Financing of the deficit and Bond View
For the bond market, a significantly higher than expected borrowing of INR 14.95 lakh crore in FY23 is likely to put further pressure on yields at a time when both global and domestic interest rate cycles are at the cusp of turning this year. The absence of any announcement around a tax relief for foreign bond investors was a disappointment and led to further pressure on yields. The 10-year yield rose by 14bps post the budget announcement to 6.83%.

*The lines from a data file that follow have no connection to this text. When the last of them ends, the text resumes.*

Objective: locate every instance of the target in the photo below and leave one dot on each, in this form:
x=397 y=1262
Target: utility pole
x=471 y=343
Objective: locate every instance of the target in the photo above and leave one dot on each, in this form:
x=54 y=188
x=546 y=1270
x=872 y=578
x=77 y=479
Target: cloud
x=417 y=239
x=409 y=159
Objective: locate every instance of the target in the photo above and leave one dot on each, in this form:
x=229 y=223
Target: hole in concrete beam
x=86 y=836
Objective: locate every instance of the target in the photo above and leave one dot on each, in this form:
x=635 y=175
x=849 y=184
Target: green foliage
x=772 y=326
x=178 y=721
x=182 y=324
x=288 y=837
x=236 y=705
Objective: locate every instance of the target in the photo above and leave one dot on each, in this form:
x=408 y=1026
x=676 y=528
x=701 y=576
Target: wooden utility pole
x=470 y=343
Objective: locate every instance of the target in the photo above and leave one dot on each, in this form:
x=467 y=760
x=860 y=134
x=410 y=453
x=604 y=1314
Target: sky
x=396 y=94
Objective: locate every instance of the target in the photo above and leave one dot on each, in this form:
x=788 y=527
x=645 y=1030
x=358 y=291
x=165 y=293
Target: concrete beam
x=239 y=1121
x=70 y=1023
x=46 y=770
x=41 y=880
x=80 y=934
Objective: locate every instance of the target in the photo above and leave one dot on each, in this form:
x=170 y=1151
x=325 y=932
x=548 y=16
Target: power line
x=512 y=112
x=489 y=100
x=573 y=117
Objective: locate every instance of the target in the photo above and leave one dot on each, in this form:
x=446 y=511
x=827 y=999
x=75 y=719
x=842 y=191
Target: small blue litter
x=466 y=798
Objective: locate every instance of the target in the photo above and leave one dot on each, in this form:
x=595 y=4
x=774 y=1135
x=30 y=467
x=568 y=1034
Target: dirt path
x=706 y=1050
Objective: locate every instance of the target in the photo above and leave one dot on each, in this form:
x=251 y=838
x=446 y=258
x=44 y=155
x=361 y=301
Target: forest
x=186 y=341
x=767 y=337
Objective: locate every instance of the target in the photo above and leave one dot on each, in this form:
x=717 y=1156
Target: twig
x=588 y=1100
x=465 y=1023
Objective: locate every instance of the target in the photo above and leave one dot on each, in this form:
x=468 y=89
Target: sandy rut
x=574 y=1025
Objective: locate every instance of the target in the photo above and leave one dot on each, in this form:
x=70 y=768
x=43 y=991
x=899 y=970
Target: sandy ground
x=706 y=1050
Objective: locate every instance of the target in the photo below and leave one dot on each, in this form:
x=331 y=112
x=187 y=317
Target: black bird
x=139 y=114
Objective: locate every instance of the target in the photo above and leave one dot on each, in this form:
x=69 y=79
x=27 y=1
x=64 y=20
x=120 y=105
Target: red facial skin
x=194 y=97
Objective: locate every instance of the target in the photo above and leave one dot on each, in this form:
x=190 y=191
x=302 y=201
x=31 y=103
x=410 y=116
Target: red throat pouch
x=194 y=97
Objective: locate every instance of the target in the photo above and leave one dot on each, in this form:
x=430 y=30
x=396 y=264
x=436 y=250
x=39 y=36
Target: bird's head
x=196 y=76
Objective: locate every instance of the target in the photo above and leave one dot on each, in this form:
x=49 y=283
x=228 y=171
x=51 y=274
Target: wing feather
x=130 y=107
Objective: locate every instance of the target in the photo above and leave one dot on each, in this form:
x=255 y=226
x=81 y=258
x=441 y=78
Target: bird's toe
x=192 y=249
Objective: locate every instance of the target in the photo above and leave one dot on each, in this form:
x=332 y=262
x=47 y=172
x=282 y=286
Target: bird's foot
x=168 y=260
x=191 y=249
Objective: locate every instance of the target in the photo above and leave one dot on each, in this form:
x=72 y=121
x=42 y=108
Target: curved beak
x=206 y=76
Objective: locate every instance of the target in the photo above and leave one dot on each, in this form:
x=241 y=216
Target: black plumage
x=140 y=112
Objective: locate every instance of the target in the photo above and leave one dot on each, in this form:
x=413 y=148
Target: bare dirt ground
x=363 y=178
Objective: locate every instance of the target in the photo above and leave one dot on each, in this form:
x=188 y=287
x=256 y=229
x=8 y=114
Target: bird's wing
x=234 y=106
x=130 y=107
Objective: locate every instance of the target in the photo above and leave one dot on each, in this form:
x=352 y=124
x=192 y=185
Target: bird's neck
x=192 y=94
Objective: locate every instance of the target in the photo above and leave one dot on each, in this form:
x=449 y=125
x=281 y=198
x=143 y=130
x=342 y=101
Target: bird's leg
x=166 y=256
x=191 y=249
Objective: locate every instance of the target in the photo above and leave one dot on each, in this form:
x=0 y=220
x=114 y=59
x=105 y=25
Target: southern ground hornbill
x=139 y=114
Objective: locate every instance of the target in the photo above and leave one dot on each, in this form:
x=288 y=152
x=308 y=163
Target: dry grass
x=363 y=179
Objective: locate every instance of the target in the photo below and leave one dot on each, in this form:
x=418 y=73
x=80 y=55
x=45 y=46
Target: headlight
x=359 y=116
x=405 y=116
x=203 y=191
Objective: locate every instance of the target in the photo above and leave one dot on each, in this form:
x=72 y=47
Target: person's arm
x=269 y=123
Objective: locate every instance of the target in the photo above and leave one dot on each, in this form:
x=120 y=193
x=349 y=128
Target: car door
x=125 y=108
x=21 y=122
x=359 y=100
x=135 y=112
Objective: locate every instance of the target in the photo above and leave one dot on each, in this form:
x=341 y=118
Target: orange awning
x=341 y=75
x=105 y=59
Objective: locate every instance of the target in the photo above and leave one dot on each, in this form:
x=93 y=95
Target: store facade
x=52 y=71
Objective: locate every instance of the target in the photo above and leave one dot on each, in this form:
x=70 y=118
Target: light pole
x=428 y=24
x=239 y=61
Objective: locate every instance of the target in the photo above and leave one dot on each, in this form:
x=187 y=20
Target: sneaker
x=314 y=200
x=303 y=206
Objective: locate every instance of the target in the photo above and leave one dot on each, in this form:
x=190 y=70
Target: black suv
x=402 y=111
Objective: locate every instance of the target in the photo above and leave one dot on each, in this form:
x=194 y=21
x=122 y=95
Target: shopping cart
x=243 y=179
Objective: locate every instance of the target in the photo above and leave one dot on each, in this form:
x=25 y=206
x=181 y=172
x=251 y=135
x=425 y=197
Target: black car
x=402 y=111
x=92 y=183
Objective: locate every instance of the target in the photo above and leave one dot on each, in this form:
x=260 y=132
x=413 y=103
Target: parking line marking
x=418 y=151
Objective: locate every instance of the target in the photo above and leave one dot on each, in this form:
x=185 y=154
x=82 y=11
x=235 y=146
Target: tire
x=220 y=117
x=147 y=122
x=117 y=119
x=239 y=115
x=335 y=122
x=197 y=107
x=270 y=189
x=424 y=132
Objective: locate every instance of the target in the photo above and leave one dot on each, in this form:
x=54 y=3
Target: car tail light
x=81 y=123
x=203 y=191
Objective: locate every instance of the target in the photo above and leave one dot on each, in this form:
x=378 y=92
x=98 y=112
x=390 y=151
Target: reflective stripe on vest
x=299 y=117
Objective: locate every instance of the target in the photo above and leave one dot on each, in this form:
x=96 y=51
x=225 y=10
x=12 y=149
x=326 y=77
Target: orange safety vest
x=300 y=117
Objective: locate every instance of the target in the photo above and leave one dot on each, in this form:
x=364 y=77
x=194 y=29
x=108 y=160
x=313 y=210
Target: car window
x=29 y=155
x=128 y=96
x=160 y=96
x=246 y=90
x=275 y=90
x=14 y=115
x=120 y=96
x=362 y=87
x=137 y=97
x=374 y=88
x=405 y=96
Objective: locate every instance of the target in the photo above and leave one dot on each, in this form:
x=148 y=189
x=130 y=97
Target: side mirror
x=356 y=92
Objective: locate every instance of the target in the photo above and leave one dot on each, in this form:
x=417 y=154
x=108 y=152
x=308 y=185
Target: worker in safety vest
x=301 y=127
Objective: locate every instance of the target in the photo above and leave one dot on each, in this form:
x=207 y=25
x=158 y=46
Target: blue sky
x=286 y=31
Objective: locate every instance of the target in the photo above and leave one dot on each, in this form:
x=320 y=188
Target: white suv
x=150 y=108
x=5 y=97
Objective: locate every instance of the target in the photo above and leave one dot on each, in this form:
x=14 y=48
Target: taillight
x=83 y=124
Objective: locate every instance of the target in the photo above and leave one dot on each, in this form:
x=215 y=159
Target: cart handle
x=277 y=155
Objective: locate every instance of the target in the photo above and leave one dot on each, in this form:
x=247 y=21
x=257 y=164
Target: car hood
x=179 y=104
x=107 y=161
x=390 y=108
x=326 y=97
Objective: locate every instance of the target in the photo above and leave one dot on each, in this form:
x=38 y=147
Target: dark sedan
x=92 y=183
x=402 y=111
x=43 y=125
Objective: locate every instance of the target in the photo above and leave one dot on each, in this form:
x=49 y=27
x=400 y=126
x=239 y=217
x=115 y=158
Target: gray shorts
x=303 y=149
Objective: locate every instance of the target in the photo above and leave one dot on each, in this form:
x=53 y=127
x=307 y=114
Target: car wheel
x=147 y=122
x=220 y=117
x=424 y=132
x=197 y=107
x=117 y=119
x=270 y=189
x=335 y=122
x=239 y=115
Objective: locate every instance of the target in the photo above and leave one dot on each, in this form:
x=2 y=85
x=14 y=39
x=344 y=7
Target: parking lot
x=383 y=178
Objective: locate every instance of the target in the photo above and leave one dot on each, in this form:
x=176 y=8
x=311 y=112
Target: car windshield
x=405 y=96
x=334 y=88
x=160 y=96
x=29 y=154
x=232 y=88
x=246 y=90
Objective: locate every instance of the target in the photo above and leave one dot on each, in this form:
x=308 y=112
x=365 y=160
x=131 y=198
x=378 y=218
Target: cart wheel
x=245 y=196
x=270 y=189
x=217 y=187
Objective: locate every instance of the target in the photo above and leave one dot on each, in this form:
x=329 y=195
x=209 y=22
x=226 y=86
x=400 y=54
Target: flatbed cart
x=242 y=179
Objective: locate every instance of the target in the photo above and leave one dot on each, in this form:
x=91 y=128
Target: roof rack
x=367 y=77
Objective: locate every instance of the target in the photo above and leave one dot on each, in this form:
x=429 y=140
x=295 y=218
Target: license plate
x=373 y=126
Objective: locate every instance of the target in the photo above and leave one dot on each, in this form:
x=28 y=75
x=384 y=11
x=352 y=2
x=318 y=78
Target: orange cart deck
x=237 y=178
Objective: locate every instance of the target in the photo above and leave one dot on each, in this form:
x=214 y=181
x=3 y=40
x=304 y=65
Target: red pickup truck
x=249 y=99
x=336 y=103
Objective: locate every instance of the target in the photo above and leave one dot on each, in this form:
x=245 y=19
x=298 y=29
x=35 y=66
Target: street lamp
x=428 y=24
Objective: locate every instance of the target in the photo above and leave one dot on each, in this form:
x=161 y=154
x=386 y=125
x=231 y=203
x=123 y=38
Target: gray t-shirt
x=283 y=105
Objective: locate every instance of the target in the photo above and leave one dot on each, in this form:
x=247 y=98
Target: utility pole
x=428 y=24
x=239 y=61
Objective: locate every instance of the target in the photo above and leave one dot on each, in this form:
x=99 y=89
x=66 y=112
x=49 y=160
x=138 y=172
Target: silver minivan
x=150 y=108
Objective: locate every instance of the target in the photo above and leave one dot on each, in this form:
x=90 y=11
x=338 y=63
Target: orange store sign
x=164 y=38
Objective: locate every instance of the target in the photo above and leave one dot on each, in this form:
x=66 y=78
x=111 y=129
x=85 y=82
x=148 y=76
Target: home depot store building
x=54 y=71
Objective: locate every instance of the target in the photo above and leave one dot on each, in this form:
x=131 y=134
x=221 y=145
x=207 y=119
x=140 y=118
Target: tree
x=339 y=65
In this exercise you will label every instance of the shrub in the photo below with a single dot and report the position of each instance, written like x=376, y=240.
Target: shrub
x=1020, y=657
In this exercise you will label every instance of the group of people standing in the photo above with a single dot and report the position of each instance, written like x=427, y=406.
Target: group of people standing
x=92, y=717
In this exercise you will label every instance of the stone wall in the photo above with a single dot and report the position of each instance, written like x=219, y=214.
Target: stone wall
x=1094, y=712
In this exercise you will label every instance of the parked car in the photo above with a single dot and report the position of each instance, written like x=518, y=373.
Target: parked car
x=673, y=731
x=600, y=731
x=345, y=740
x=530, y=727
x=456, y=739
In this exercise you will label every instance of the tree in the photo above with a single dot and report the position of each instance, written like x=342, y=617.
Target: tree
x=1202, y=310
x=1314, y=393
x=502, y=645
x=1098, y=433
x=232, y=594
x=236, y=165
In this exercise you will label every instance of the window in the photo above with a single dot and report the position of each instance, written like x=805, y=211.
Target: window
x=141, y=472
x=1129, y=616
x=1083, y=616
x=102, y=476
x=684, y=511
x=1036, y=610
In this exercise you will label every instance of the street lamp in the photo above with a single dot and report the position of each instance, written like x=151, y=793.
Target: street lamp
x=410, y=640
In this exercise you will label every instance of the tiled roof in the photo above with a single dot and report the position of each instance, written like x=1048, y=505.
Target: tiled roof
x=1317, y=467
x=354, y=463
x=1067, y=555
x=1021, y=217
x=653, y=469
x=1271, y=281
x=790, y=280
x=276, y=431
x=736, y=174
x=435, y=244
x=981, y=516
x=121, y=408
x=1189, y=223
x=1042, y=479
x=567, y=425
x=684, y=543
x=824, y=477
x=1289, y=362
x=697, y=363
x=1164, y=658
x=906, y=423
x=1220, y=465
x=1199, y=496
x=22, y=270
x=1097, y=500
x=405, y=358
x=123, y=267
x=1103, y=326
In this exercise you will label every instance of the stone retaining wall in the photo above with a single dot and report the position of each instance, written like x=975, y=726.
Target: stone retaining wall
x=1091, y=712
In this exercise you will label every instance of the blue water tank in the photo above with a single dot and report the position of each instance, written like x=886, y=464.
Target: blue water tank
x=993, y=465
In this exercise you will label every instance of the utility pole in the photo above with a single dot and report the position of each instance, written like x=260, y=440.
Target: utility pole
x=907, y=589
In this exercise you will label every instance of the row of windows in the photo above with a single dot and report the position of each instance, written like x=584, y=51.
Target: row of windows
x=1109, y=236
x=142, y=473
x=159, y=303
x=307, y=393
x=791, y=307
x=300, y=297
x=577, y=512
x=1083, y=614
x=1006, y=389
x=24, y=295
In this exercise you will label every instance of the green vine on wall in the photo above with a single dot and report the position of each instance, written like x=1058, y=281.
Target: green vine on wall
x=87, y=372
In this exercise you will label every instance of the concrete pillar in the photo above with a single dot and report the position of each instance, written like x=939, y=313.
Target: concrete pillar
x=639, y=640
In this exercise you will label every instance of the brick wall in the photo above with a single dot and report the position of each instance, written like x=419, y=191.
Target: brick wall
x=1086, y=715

• Bond View: For the coming fiscal year, we expect the 10-year bond yield to rise to 6.9-7% by H1 FY23 with a breach of the 7% level now likely. Although, we expect the RBI to continue with operation twists and signals through auctions to try and keep a cap on yields, with liquidity tightening the room for plain vanilla OMOs is likely to reduce. We expect policy normalisation and interest rate hike expectations to get priced in well before hand and we could see some moderation in yields in the second half of the year, despite the RBI delivering rate hikes by that time (expect 25bps hike in August 22 and 25bps in Dec 22). This relief we think is also likely to be driven by lower inflation prints in H2 (expect average of 4.5-5%), some cool-off in commodity prices as supply capacities catch up with demand, and the announcement of an inclusion in the global bond index. We see the 10-year between 6.7-6.8% by H2 FY23.